Restoring Oyster Reefs for People and Nature

Massive oyster reefs once lined the floor of Georgia’s estuaries. But decades of over-consumption, pollution and declining habitat has decimated the oyster reefs in Georgia and in every other coastal state of the contiguous United States.

Globally, 85 percent of reefs have been lost, making oyster reefs the most severely impacted marine habitat on Earth.

Because oyster reefs are essential to a healthy marine system, The Nature Conservancy is working with federal, state and academic partners to test a variety of techniques to restore oyster reef habitat in coastal Georgia.

Sapelo Island

On Sapelo Island, Georgia, the Conservancy and a host of government and academic partners are testing two methods of reef restoration along an eroding intertidal bank on Post Office Creek. 

The goal is to produce a Living Shoreline – a natural alternative to hardened materials that have traditionally been used to armor eroding habitat.

At one site, Gabion baskets made of chain-linked welded steel measuring 6 feet by 12 feet are filled with a combination of bags of shell, loose shell and rock. The cages are then embedded along 230 feet of the creek bank.

At another site, mesh bags of used oyster shells are arranged in 2 layers along a 370-foot section of the creek bank and secured with non-treated pine stakes.

Volunteers not only helped bag nearly 8,000 bushels of oyster shells, but they also helped plant 2,000 native trees and plants behind both restoration sites. The vegetation will establish a root system to stabilize the soil and provide habitat for marine life.

Altamaha Sound

From July to October 2009, the Georgia Department of Natural Resources (DNR) and the Conservancy began installing Fish Attractant Devices (FAD) in the Altamaha River estuary. 

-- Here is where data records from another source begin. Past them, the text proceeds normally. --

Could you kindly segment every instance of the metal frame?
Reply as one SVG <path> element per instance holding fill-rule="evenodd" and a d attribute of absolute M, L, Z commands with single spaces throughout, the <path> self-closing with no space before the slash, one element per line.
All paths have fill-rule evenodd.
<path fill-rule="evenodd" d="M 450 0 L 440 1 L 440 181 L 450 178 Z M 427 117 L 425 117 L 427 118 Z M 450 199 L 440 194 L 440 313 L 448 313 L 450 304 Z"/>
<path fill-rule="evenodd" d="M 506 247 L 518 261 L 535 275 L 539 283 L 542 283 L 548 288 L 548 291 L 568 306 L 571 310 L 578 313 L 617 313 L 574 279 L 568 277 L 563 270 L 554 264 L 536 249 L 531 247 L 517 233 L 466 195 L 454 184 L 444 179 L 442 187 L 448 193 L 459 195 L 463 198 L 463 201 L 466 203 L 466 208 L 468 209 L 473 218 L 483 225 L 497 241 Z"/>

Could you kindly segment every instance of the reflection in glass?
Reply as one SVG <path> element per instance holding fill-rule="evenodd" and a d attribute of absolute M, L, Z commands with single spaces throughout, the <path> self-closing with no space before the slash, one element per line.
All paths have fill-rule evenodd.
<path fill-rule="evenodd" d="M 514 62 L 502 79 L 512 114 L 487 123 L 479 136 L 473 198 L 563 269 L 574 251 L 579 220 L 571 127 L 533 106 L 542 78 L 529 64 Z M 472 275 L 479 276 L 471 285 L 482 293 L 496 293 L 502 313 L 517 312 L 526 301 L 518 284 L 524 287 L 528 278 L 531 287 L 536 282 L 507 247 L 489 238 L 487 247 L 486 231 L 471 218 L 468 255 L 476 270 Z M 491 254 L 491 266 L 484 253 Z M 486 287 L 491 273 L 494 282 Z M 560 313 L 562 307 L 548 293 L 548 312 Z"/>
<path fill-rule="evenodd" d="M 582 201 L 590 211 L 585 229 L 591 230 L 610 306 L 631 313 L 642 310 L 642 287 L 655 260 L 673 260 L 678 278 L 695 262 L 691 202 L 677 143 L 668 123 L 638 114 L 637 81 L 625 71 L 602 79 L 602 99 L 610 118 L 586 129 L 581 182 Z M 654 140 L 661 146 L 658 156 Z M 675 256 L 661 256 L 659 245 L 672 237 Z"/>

About 150 FADs were placed along the vegetative edge of a marsh island. Each FAD is constructed with a 24 x 24-inch concrete base measuring 3.5 inches thick and embedded with 2.5-feet cement-coated PVC pipes extending vertically from the base.

The FADs are designed to provide good vertical relief, so that free-floating oyster larvae attaches to the PVC pipes and the concrete base, ultimately growing into reefs.  While this method is limited to areas with firm substrate, Georgia DNR has had great success using this technique to develop inshore fishing reefs.

Bellville Boat Ramp

In 2008, researchers with the Georgia Department of Natural Resources, with support from the Conservancy, began to construct the foundation for oyster reefs to grow near a popular boat ramp in north McIntosh County along the Sapelo River. Three different types of materials were used:

  • Oyster Shell
    100 mesh bags of oyster shells were placed on a firm substrate along a stretch of an eroding vegetative edge of the river adjacent to the boat ramp.  The University of Georgia Marine Extension Service donated mesh bags and oyster shell.
  • Oak Bundles
    Live oak tree limbs, downed by a hurricane, were wrapped with agricultural fencing to create 125 oak bundles, each 3 feet in diameter.
  • Spat Sticks
    600 spat sticks were constructed by covering bamboo, measuring 6 feet in length, with resin and then dusted with cement. The spat sticks were named after oyster spat, the tiny oysters that larvae transform into when they attach and bond to form reefs. 

Researchers placed 2 rows of oak bundles along in the intertidal zone – the area submerged during high tide and exposed during low tide – and staked them down with spat sticks. The space between the rows was filled with the remaining spat sticks.